Leaving aside the difference between a dictionary and a mappingproxy object, you can see that the colour attribute is listed among the Door class attributes, while status and number are listed for the instance.

How comes that we can call door1.colour, if that attribute is not listed for that instance? This is a job performed by the magic __getattribute__() method; in Python the dotted syntax automatically invokes this method so when we write door1.colour, Python executes door1.__getattribute__('colour'). That method performs the attribute lookup action, i.e. finds the value of the attribute by looking in different places.

The standard implementation of __getattribute__() searches first the internal dictionary (__dict__) of an object, then the type of the object itself; in this case door1.__getattribute__('colour') executes first door1.__dict__['colour'] and then, since the latter raises a KeyError exception, door1.__class__.__dict__['colour']

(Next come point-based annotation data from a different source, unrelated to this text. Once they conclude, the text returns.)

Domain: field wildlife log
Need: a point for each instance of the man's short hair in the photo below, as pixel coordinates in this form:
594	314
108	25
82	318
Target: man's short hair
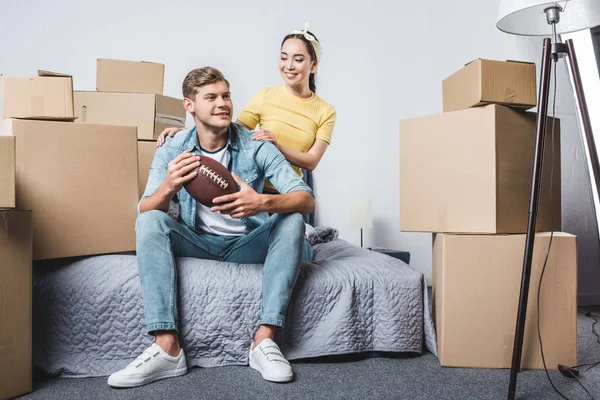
200	77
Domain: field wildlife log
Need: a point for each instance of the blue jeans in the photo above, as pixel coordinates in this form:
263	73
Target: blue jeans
279	243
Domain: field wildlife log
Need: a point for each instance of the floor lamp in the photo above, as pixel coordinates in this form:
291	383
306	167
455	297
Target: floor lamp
544	18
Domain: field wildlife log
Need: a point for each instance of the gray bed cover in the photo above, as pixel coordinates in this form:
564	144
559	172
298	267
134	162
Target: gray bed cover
88	314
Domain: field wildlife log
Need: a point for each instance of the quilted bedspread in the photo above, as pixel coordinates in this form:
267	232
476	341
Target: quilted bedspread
88	313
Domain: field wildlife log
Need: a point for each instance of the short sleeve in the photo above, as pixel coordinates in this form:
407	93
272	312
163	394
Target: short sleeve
250	115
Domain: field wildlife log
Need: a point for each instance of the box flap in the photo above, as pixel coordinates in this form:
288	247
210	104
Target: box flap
520	62
472	61
515	61
52	74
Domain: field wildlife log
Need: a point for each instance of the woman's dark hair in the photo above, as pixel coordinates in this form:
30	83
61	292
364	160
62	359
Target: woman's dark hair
311	52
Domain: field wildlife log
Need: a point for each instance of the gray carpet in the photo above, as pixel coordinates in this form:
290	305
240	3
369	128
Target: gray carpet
351	377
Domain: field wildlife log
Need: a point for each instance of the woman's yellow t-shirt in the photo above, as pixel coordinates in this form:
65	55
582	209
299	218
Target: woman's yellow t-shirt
295	122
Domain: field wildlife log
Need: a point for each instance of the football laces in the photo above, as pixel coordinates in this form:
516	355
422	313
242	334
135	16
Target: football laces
209	173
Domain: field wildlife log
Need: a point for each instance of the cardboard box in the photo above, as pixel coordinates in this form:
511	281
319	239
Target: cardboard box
81	181
129	76
48	96
7	172
15	303
470	171
149	112
485	81
146	152
476	285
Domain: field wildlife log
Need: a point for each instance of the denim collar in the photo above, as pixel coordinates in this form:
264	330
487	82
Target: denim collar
232	138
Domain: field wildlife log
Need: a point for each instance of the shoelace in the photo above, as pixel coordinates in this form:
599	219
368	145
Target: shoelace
146	356
277	353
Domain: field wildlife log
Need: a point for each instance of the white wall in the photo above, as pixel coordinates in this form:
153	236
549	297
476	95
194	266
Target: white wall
382	61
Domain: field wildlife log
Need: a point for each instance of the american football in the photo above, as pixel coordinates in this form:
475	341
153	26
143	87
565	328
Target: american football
213	180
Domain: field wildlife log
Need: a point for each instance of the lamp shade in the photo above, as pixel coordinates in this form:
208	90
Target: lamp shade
361	213
527	17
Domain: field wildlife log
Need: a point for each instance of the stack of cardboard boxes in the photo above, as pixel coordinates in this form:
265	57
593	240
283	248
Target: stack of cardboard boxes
130	93
465	175
68	188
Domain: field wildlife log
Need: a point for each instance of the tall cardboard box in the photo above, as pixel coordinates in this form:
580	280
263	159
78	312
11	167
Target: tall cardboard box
146	152
48	96
81	181
7	172
476	285
151	113
486	81
469	171
15	303
129	76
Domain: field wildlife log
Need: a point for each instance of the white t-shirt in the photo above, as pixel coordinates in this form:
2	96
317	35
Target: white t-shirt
215	222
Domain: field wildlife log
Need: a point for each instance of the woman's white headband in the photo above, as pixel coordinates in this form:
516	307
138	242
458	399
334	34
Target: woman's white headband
315	43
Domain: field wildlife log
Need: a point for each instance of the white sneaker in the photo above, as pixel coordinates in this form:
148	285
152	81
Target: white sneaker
267	359
152	365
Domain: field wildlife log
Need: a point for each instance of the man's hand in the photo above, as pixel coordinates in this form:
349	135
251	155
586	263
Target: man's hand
179	169
244	203
167	132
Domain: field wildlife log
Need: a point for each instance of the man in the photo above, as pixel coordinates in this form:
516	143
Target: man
238	229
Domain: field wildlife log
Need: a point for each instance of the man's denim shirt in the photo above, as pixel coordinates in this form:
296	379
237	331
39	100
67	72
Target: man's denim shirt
251	160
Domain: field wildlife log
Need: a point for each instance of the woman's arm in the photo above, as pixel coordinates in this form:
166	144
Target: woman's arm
308	160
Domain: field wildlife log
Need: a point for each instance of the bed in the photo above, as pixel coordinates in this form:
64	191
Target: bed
88	312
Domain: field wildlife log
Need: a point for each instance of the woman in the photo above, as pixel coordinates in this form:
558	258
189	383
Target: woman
290	116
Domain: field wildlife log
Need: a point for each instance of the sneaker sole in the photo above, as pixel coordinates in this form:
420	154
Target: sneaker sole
150	379
271	378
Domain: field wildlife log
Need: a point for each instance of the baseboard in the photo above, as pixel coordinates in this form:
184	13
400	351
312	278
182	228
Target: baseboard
587	300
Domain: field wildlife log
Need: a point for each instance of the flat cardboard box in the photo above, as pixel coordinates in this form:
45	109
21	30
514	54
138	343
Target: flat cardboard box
81	181
15	303
486	81
48	96
151	113
7	172
146	152
476	285
470	171
129	76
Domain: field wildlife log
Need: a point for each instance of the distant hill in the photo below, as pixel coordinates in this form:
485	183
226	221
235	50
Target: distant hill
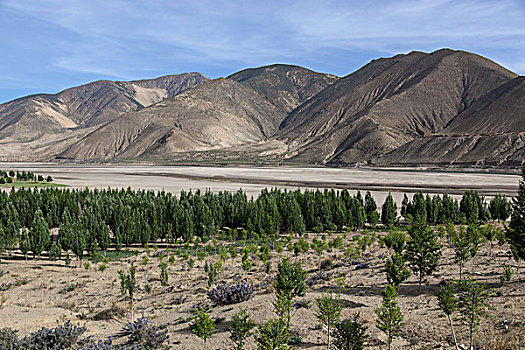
445	108
39	126
248	107
388	103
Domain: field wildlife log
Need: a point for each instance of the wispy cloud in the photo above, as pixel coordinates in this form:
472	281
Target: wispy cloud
127	38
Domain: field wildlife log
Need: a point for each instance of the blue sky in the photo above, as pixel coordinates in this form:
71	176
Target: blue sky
49	45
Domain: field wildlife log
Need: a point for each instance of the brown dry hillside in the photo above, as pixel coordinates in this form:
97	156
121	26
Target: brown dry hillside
285	86
246	108
38	126
489	132
387	103
442	108
217	114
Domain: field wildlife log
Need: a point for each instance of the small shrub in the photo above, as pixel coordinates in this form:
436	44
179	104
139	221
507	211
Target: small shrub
143	332
65	336
350	334
326	263
231	294
102	267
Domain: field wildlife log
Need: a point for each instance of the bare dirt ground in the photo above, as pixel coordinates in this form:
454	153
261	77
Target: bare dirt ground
253	179
42	292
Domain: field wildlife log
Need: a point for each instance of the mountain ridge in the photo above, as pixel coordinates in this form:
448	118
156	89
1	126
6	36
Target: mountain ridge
446	108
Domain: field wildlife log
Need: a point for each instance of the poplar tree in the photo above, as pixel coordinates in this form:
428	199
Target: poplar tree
516	231
389	316
39	234
422	250
389	211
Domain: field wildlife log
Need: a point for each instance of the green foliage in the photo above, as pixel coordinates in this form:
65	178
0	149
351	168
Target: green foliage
55	252
25	244
507	274
389	211
466	245
389	316
128	285
102	267
203	326
448	304
328	313
282	305
474	207
473	304
395	240
446	300
290	279
163	274
500	208
515	233
422	250
241	328
39	234
396	269
350	334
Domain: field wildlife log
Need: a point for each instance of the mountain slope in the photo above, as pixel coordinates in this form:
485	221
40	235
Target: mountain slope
387	103
245	108
285	86
29	125
491	132
217	114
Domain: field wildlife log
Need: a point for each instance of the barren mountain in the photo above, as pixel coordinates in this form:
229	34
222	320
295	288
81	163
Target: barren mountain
285	86
38	126
491	132
245	108
217	114
441	108
388	103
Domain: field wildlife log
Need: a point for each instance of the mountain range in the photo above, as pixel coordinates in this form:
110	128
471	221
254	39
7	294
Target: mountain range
445	108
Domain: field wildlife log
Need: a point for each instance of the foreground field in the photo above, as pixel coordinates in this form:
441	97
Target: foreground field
40	292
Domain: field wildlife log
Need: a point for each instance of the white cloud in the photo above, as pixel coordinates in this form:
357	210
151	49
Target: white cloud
117	37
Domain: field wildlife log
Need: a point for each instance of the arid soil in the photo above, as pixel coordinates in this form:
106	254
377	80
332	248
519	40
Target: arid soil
42	292
253	179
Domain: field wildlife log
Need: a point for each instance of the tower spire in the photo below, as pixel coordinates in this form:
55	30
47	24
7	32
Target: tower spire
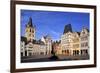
30	22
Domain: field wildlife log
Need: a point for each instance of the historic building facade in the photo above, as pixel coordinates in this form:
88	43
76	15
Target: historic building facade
67	40
30	31
76	43
70	44
84	41
30	46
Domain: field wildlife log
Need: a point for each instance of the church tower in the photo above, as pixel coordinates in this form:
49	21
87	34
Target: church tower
30	30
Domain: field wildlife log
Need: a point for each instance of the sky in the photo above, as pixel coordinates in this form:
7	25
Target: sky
53	22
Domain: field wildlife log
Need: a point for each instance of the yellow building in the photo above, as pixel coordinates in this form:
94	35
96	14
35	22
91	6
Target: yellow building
30	31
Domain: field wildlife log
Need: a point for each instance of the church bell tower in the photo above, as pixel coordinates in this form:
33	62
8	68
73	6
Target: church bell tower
30	30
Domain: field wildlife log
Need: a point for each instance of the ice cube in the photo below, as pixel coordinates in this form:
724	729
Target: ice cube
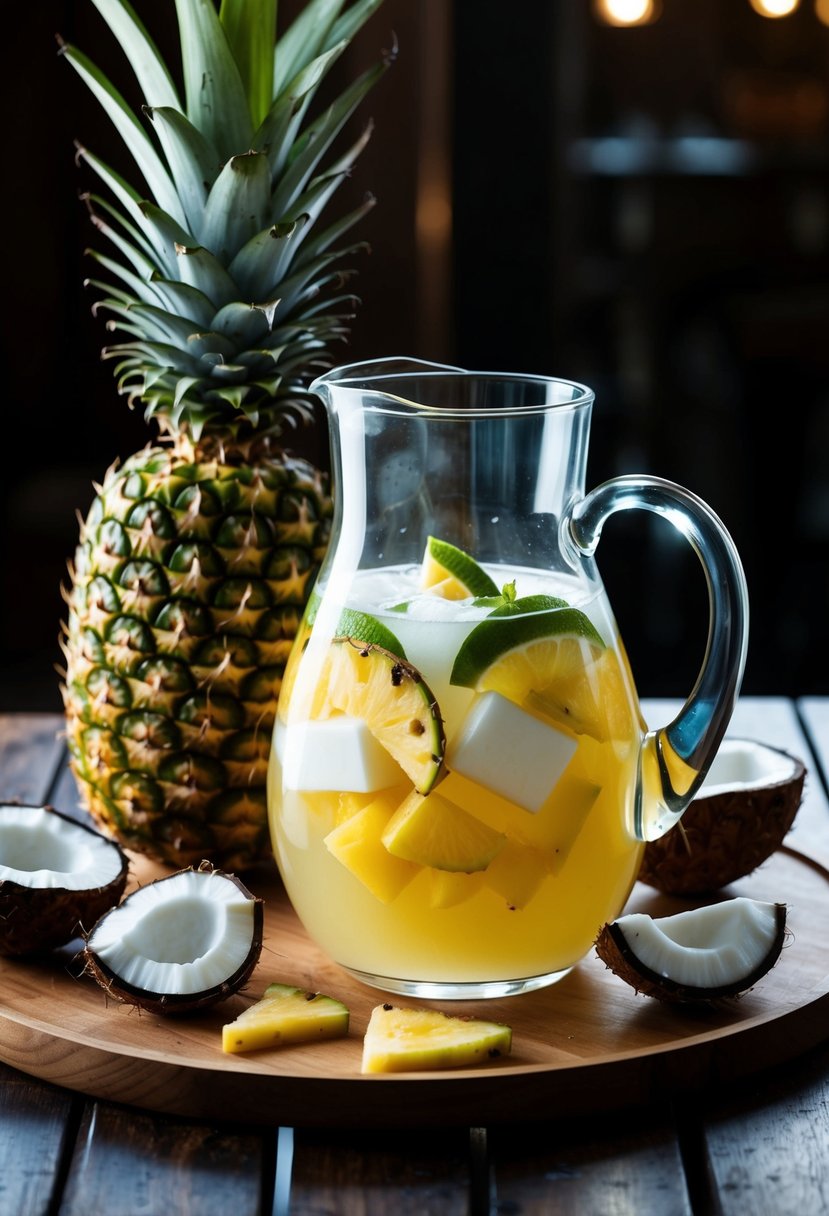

>>> door1.__dict__['colour'] Traceback (most recent call last): File "<stdin>", line 1, in <module> KeyError: 'colour' >>> door1.__class__.__dict__['colour'] 'brown'

Indeed, if we compare the objects' equality through the is operator we can confirm that both door1.colour and Door.colour are exactly the same object

>>> door1.colour is Door.colour True

When we try to assign a value to a class attribute directly on an instance, we just put in the __dict__ of the instance a value with that name, and this value masks the class attribute since it is found first by __getattribute__(). As you can see from the examples of the previous section, this is different from changing the value of the attribute on the class itself.

>>> door1.colour = 'white' >>> door1.__dict__['colour'] 'white' >>> door1.__class__.__dict__['colour'] 'brown' >>> Door.colour = 'red' >>> door1.__dict__['colour'] 'white' >>> door1.__class__.__dict__['colour'] 'red' Revenge of the Methods

Let's play the same game with methods. First of all you can see that, just like class attributes, methods are listed only in the class __dict__. Chances are that they behave the same as attributes when we get them

>>> door1.open is Door.open False

Whoops. Let us further investigate the matter

>>> Door.__dict__['open'] <function Door.open at 0xb68604ac> >>> Door.open <function Door.open at 0xb68604ac> >>> door1.open <bound method Door.open of <__main__.Door object at 0xb67e162c>>

So, the class method is listed in the members dictionary as function. So far, so good. The same happens when taking it directly from the class; here Python 2 needed to introduce unbound methods, which are not present in Python 3. Taking it from the instance returns a bound method.

Well, a function is a procedure you named and defined with the def statement. When you refer to a function as part of a class in Python 3 you get a plain function, without any difference from a function defined outside a class.

When you get the function from an instance, however, it becomes a bound method. The name method simply means "a function inside an object", according to the usual OOP definitions, while bound signals that the method is linked to that instance. Why does Python bother with methods being bound or not? And how does Python transform a function into a bound method?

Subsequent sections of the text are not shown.